Lantas aku memberi keterangan mengenai revolusi. Revolusi itu apa? Wong revolusi itu bukan bikinan manusia. Bukan bikinanku. Aku tidak merasa membuat revolusi Indonesia ini. Aku malahan merasa sebagai perasan daripada revolusi Indonesia ini. Malahan aku kadang-kadang merasa seperti didorong-dorong oleh sesuatu hal gaib yang bernama revolusi Indonesia. Revolusi Indonesia ini bukan buatanku, bukan buatan Hatta, kataku, bukan buatan siapapun. Dan revolusi itu apa? Lantas saya berkata, revolusi adalah inspirasi daripada masyarakat. Malahan, bukan saja yang berarti kecil-kecilan, razende inspiratie. Razen yaitu bergelora, menggeledek, mengguntur, itulah razende inspiratie. Razende inspiratie daripada masyarakat.

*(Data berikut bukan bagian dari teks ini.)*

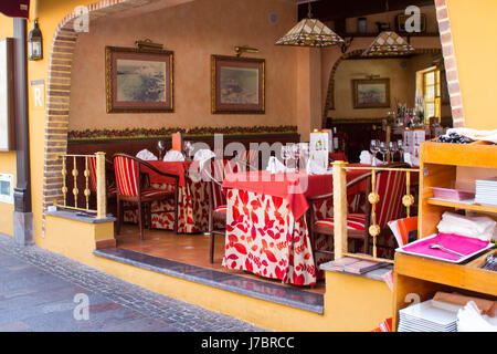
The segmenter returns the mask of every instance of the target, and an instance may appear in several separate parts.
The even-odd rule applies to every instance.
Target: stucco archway
[[[154,6],[154,3],[165,1],[167,0],[102,0],[89,4],[87,9],[89,21],[92,21],[108,14]],[[186,1],[192,0],[170,0],[169,2],[178,4]],[[463,101],[446,0],[434,0],[434,2],[445,60],[454,126],[464,126]],[[62,160],[59,155],[67,152],[72,60],[78,37],[78,32],[74,30],[74,21],[78,15],[78,13],[73,11],[60,22],[51,44],[44,138],[43,215],[46,208],[53,205],[54,200],[63,198]]]

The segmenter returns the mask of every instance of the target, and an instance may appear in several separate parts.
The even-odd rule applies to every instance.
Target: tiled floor
[[[145,240],[139,239],[138,228],[134,225],[125,225],[117,238],[117,247],[131,250],[148,256],[165,258],[186,264],[228,272],[248,279],[271,282],[282,287],[288,287],[313,293],[325,293],[325,282],[318,281],[316,287],[294,287],[283,284],[279,280],[262,278],[244,271],[225,270],[221,267],[224,240],[222,236],[216,236],[214,242],[214,263],[209,262],[209,236],[198,235],[175,235],[165,230],[145,230]]]

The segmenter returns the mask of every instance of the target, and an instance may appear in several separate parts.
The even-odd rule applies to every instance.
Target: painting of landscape
[[[173,53],[106,46],[107,113],[173,112]]]
[[[212,55],[212,113],[263,114],[264,59]]]
[[[257,104],[258,70],[244,67],[221,67],[222,104]]]
[[[118,102],[165,102],[166,63],[117,60]]]
[[[353,107],[390,107],[390,80],[353,80]]]

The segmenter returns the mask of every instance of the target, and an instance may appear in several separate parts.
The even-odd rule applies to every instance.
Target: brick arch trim
[[[138,8],[159,0],[102,0],[88,4],[89,23],[98,18]],[[55,200],[62,200],[62,159],[67,153],[67,129],[71,98],[71,71],[74,49],[80,32],[74,22],[81,12],[74,10],[59,23],[52,39],[45,114],[44,170],[43,170],[43,236],[44,215]]]
[[[340,66],[342,61],[345,61],[349,58],[358,56],[358,55],[362,54],[363,51],[364,51],[363,49],[358,49],[358,50],[353,50],[348,53],[345,53],[335,62],[334,66],[331,67],[331,71],[329,73],[328,93],[326,96],[325,112],[322,115],[324,119],[327,118],[328,110],[335,108],[335,74],[337,72],[338,66]],[[415,51],[415,54],[427,54],[427,53],[442,54],[442,49],[417,49]]]
[[[464,127],[465,126],[465,117],[464,117],[464,107],[463,107],[463,95],[459,85],[459,76],[457,72],[457,62],[454,53],[454,43],[452,39],[451,32],[451,19],[448,15],[447,9],[447,0],[434,0],[435,10],[436,10],[436,20],[438,22],[438,32],[440,40],[442,43],[442,54],[444,58],[444,66],[447,80],[447,88],[448,95],[451,98],[451,110],[452,110],[452,119],[454,127]],[[423,50],[421,50],[423,51]],[[329,83],[328,83],[328,93],[326,96],[325,110],[322,114],[322,118],[326,119],[328,115],[329,107],[335,106],[335,72],[342,60],[347,58],[358,55],[362,52],[362,50],[355,50],[349,53],[343,54],[341,58],[337,60],[334,64]]]

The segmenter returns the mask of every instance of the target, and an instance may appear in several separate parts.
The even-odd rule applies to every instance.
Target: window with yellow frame
[[[424,119],[430,123],[431,117],[441,118],[441,85],[440,70],[434,69],[423,73]]]

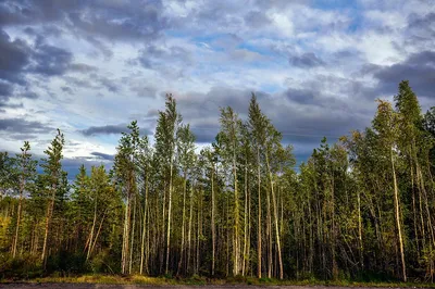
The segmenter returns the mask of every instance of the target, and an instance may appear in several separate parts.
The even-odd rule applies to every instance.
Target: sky
[[[165,93],[201,147],[254,92],[300,162],[402,79],[435,104],[433,0],[0,1],[0,151],[42,155],[60,128],[70,175],[110,166],[134,120],[152,135]]]

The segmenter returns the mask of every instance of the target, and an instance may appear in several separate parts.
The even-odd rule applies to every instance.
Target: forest
[[[113,167],[62,168],[64,135],[36,160],[0,153],[0,278],[58,273],[394,279],[435,275],[435,106],[410,84],[371,126],[326,138],[296,167],[252,93],[196,144],[172,95],[153,139],[137,122]],[[291,124],[288,124],[291,126]],[[327,131],[325,131],[327,134]]]

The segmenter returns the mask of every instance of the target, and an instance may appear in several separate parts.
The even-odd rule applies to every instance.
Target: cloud
[[[290,63],[290,65],[301,68],[311,68],[325,64],[323,60],[318,58],[313,52],[307,52],[301,55],[290,56],[288,62]]]
[[[30,68],[36,74],[44,76],[63,75],[70,67],[73,54],[62,48],[37,41],[33,53],[35,64]]]
[[[435,98],[435,51],[410,54],[405,61],[388,65],[369,65],[368,72],[378,81],[377,91],[393,95],[401,80],[409,80],[418,95]]]
[[[7,134],[12,139],[35,138],[38,134],[52,131],[53,128],[37,121],[26,121],[23,118],[1,118],[0,133]]]
[[[11,40],[10,36],[0,29],[0,79],[14,84],[24,84],[22,72],[29,63],[29,47],[23,40]]]
[[[107,153],[97,152],[97,151],[92,151],[90,154],[95,155],[99,159],[105,160],[105,161],[113,161],[115,158],[113,154],[107,154]]]
[[[100,135],[121,135],[122,133],[128,133],[127,124],[119,125],[103,125],[103,126],[91,126],[86,129],[79,130],[84,136],[100,136]],[[141,135],[150,135],[151,131],[147,128],[140,128]]]

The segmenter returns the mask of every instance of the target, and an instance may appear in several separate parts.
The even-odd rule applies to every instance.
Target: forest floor
[[[0,279],[0,288],[47,288],[47,289],[73,289],[73,288],[181,288],[191,289],[198,287],[212,289],[340,289],[349,287],[360,288],[435,288],[434,284],[424,282],[353,282],[353,281],[320,281],[320,280],[275,280],[258,278],[234,279],[207,279],[191,277],[188,279],[175,279],[163,277],[113,276],[113,275],[84,275],[79,277],[44,277],[27,280]]]
[[[347,289],[349,287],[338,286],[252,286],[252,285],[206,285],[206,286],[187,286],[187,285],[128,285],[128,284],[73,284],[73,282],[13,282],[0,284],[0,288],[24,288],[24,289],[90,289],[90,288],[113,288],[113,289],[134,289],[134,288],[171,288],[171,289],[195,289],[198,287],[207,287],[212,289],[264,289],[264,287],[273,289]],[[378,287],[361,287],[364,289],[375,289]],[[403,287],[388,287],[403,288]],[[415,287],[413,287],[415,288]]]

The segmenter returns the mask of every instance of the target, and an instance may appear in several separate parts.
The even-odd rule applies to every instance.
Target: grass
[[[0,282],[69,282],[69,284],[113,284],[113,285],[151,285],[151,286],[206,286],[206,285],[252,285],[252,286],[339,286],[339,287],[401,287],[401,288],[433,288],[433,284],[423,282],[360,282],[349,280],[277,280],[270,278],[232,277],[227,279],[210,279],[200,276],[190,278],[147,277],[141,275],[83,275],[76,277],[42,277],[26,280],[1,279]]]

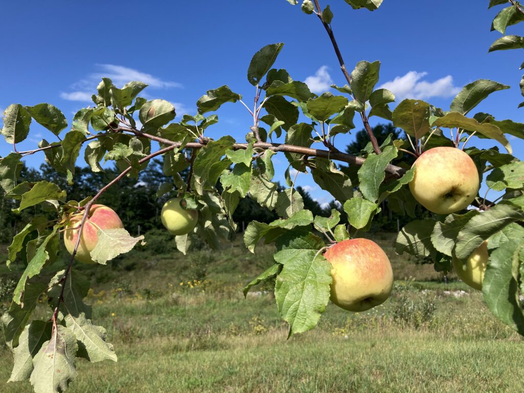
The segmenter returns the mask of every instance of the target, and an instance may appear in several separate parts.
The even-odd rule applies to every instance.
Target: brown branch
[[[350,75],[350,73],[347,71],[347,69],[346,68],[346,64],[344,61],[344,59],[342,58],[342,54],[340,51],[340,48],[339,48],[339,44],[336,42],[336,40],[335,38],[335,35],[333,32],[333,29],[331,28],[331,26],[325,23],[324,20],[324,18],[322,18],[322,8],[320,7],[320,4],[319,3],[319,0],[313,0],[313,1],[315,4],[315,7],[316,8],[316,12],[315,13],[316,14],[316,16],[319,17],[319,19],[320,19],[320,21],[322,23],[322,25],[324,26],[324,28],[325,29],[326,31],[328,32],[328,35],[329,36],[330,39],[331,40],[331,43],[333,45],[333,48],[335,50],[335,53],[336,54],[337,59],[339,59],[339,63],[340,64],[340,69],[342,70],[342,73],[344,74],[344,76],[346,78],[346,80],[347,81],[348,84],[351,85],[351,75]],[[375,134],[373,134],[373,130],[371,129],[371,126],[369,125],[369,123],[368,123],[367,117],[366,116],[365,110],[361,112],[360,114],[361,117],[362,118],[362,123],[364,123],[364,127],[366,129],[366,132],[367,133],[368,136],[369,137],[369,140],[371,141],[371,144],[373,145],[373,150],[375,150],[375,152],[376,154],[380,154],[380,152],[381,152],[380,148],[378,146],[378,143],[377,141],[377,138],[375,137]]]
[[[85,139],[82,140],[81,143],[84,143],[84,142],[87,141],[88,140],[91,140],[91,139],[96,139],[100,136],[102,136],[104,134],[99,134],[96,135],[93,135],[92,136],[86,138]],[[52,149],[53,148],[58,147],[59,146],[62,146],[62,143],[61,142],[60,143],[57,144],[56,145],[50,145],[48,146],[46,146],[45,147],[40,147],[39,149],[35,149],[35,150],[29,150],[26,151],[18,151],[18,152],[15,151],[15,152],[18,152],[18,154],[21,154],[22,155],[22,156],[29,156],[29,155],[31,154],[34,154],[35,153],[38,151],[42,151],[42,150],[48,150],[48,149]]]
[[[138,130],[125,129],[125,130],[132,132],[140,136],[149,138],[153,140],[156,140],[157,142],[160,142],[160,143],[162,143],[165,145],[170,145],[173,148],[180,147],[182,146],[182,144],[180,142],[173,142],[172,140],[169,140],[169,139],[166,139],[164,138],[160,138],[159,137],[140,132]],[[201,147],[203,147],[204,146],[205,146],[204,144],[198,142],[191,142],[190,143],[185,144],[184,145],[185,147],[189,147],[195,149],[200,149]],[[247,149],[248,146],[248,144],[247,143],[237,143],[233,145],[233,150]],[[260,149],[263,149],[264,150],[270,150],[275,152],[282,151],[288,153],[298,153],[299,154],[303,154],[310,157],[319,157],[322,158],[328,158],[332,160],[336,160],[337,161],[341,161],[342,162],[347,162],[347,163],[353,164],[354,165],[362,165],[362,164],[363,164],[366,161],[365,158],[357,157],[357,156],[354,156],[352,154],[343,153],[342,151],[336,149],[333,146],[331,147],[332,150],[330,151],[326,150],[319,150],[318,149],[313,149],[310,147],[304,147],[303,146],[297,146],[294,145],[286,145],[285,144],[279,143],[269,143],[267,142],[256,142],[253,145],[253,147],[258,147]],[[394,174],[397,177],[400,177],[406,173],[406,170],[403,168],[400,168],[400,167],[397,167],[395,165],[391,165],[391,164],[388,165],[388,166],[386,167],[386,171],[389,173]]]
[[[151,158],[156,157],[157,156],[159,156],[160,155],[163,154],[165,152],[169,151],[169,150],[173,150],[176,148],[176,146],[172,145],[168,147],[165,147],[163,149],[161,149],[157,151],[155,151],[154,153],[151,153],[151,154],[146,156],[143,158],[140,159],[138,160],[138,163],[142,163],[148,160],[150,160]],[[91,206],[95,203],[97,199],[104,193],[105,191],[113,185],[115,183],[118,182],[122,179],[124,176],[125,176],[127,173],[128,173],[131,170],[133,169],[132,166],[129,166],[125,170],[123,171],[118,176],[113,179],[111,181],[108,183],[107,184],[102,187],[96,193],[93,198],[88,202],[85,206],[84,206],[82,209],[84,209],[83,215],[82,217],[82,221],[80,222],[80,225],[78,229],[78,237],[77,239],[77,243],[74,245],[74,249],[73,250],[73,252],[71,253],[71,259],[69,261],[69,265],[68,266],[67,269],[66,269],[66,271],[64,272],[63,276],[60,278],[60,281],[62,282],[62,290],[60,291],[60,296],[58,297],[58,300],[57,301],[57,305],[54,308],[54,310],[53,311],[53,315],[51,317],[51,320],[53,322],[53,332],[57,328],[57,316],[58,314],[58,308],[60,307],[60,303],[63,300],[63,295],[64,290],[66,288],[66,282],[67,280],[68,277],[71,272],[71,268],[73,266],[73,262],[74,261],[74,257],[77,255],[77,252],[78,251],[78,247],[80,245],[80,240],[81,239],[82,232],[84,229],[84,226],[85,224],[85,222],[87,221],[88,217],[89,215],[89,211],[91,210]]]

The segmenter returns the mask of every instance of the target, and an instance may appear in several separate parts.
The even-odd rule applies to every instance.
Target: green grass
[[[362,313],[330,304],[317,329],[289,340],[270,286],[242,294],[271,263],[269,246],[254,256],[238,243],[188,258],[143,251],[82,266],[94,287],[87,299],[93,321],[107,329],[118,361],[79,359],[70,391],[524,391],[522,340],[492,315],[481,294],[452,276],[444,283],[432,266],[395,255],[390,236],[381,237],[401,279],[391,298]],[[445,292],[457,290],[467,293]],[[49,311],[42,304],[36,315]],[[0,380],[12,366],[0,349]],[[24,382],[0,391],[31,390]]]

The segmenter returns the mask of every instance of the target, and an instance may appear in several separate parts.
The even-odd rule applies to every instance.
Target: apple
[[[66,248],[72,255],[78,239],[78,232],[83,212],[71,216],[66,224],[64,231],[64,243]],[[80,237],[80,243],[74,256],[75,259],[85,264],[95,263],[91,252],[98,243],[98,230],[123,228],[124,225],[115,211],[104,205],[93,205],[84,224]]]
[[[173,235],[189,233],[196,225],[198,212],[185,209],[187,203],[181,198],[173,198],[164,203],[160,219],[168,231]]]
[[[324,257],[332,266],[331,301],[350,311],[365,311],[389,297],[393,270],[387,255],[368,239],[344,240]]]
[[[409,189],[430,211],[449,214],[467,207],[477,196],[478,171],[469,156],[455,147],[434,147],[415,161]]]
[[[458,278],[465,283],[481,291],[488,258],[488,241],[486,240],[468,257],[465,269],[462,262],[456,258],[453,259],[453,269]]]

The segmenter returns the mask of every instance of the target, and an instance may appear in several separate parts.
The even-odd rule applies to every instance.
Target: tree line
[[[373,131],[379,144],[391,134],[394,139],[402,136],[400,131],[390,123],[379,124],[374,127]],[[351,154],[360,155],[363,150],[366,149],[368,140],[367,132],[362,129],[356,133],[355,140],[347,146],[346,151]],[[343,171],[349,169],[347,167],[341,169]],[[46,180],[55,183],[67,192],[69,200],[79,201],[88,195],[94,195],[119,173],[119,171],[115,167],[105,168],[104,172],[95,173],[87,167],[78,167],[75,169],[74,183],[70,185],[65,176],[57,173],[50,166],[44,163],[38,169],[23,166],[20,170],[20,181]],[[182,172],[181,174],[186,180],[187,171]],[[161,161],[153,159],[147,168],[140,172],[138,179],[124,177],[108,189],[97,203],[109,206],[118,212],[126,228],[132,234],[137,234],[139,232],[144,233],[152,229],[163,228],[160,213],[163,203],[172,195],[168,193],[158,198],[156,192],[161,184],[171,181],[171,176],[164,174]],[[284,188],[280,186],[278,191],[282,191]],[[302,196],[304,209],[310,210],[314,215],[329,216],[332,209],[335,209],[342,213],[343,220],[345,220],[343,222],[347,222],[342,206],[334,200],[322,206],[302,187],[296,188]],[[21,223],[27,222],[28,216],[42,213],[41,211],[37,211],[40,208],[34,208],[24,210],[19,214],[16,214],[12,211],[16,207],[15,201],[13,200],[4,198],[0,201],[0,228],[2,228],[0,243],[8,243],[21,230]],[[405,217],[388,209],[386,202],[384,203],[381,208],[381,216],[374,222],[372,231],[395,231],[397,230],[398,224],[401,226],[407,222]],[[242,230],[253,220],[268,223],[277,219],[274,212],[260,206],[249,196],[240,201],[233,215],[233,220],[238,224],[239,230]]]

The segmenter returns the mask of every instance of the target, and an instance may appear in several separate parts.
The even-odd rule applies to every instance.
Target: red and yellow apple
[[[413,164],[409,189],[430,211],[449,214],[467,207],[477,196],[478,171],[469,156],[455,147],[441,147],[422,153]]]
[[[393,270],[386,253],[368,239],[344,240],[324,257],[332,266],[331,301],[350,311],[365,311],[385,301],[393,287]]]
[[[71,216],[66,224],[64,243],[69,253],[72,255],[77,241],[83,212]],[[86,264],[94,263],[91,252],[98,242],[98,230],[123,228],[124,225],[115,211],[104,205],[93,205],[84,224],[80,236],[80,243],[75,259]]]
[[[479,291],[482,290],[482,281],[488,266],[488,241],[482,242],[475,251],[471,253],[466,261],[465,269],[462,262],[453,258],[453,269],[457,276],[464,282]]]
[[[198,212],[185,208],[187,203],[180,198],[173,198],[164,203],[160,219],[170,233],[175,235],[189,233],[196,225]]]

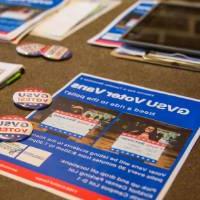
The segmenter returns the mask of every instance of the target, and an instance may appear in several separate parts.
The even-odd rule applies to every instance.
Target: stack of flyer
[[[121,0],[71,0],[36,26],[32,35],[63,40],[120,3]]]
[[[23,73],[23,65],[0,62],[0,88],[19,79]]]
[[[147,62],[168,67],[200,71],[200,59],[180,53],[149,51],[134,45],[124,43],[122,37],[135,27],[156,6],[158,1],[139,0],[120,14],[99,34],[88,40],[89,44],[116,48],[112,56],[122,59]]]
[[[0,0],[0,40],[14,42],[67,0]]]

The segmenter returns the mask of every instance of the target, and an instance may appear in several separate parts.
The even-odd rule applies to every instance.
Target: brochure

Memang nyata ini, bukan bewust thok. Apakah Marhaen yang tidak bisa membaca dan menulis mengetahui? Oo, harus Berdikari. Oo, harus mengadakan aturan ini. Oo, harus mengadakan simbol yang berupa Garuda Pancasila. Oo, harus….Tidak, tidak, tidak! Marhaen bewust tidak tahu apa-apa! Mereka ya memang orang yang katakanlah bodoh. En toch dia adalah satu tenaga yang beslissend fundamentael di dalam revolusi ini. Oleh karen apa? Oleh karena revolusi adalah inspirasi dalam kalbunya seluruh rakyat Indonesia. Dan inspirasi adalah kekuatan tadi, de scheppende ontmoeting van het bewuste en het onderbewuste.
Oleh karena itu, maka saya berkata, revolusi sebetulnya leidetezichzelf, memimpin dirinya sendiri. Saya dinamakan Pemimpin Besar Revolusi. Bahasa asingnya the revolution leads it self. Emma jangan mengira, engkau bisa memimpin revolusi. Aku pun jangan mengira, sudah, aku sebetulnya memimpin revolusi. Engkau tidak bisa, engkau tidak bisa, engkau tidak bisa, engkau tidak bisa. Djuhartono, meskipun engkau Brigjen, tidak bisa! Kita oleh karena itu harus jalan di atas rel yang ditentukan oleh revolusi itu. Katakanlah dalam bahasa Jawa tut wuri handayani. Tut Wuri artinya, tut mburi, ngetut dari belakang mengikuti dari belakang. Handayani yaitu memberi, mendayani, kalau revolusi kita nabrak, itu ee, dibetulkan sedikit. Kalau revolusi itu nabrak, itu dibetulkan sedikit. Tut wuri handayani.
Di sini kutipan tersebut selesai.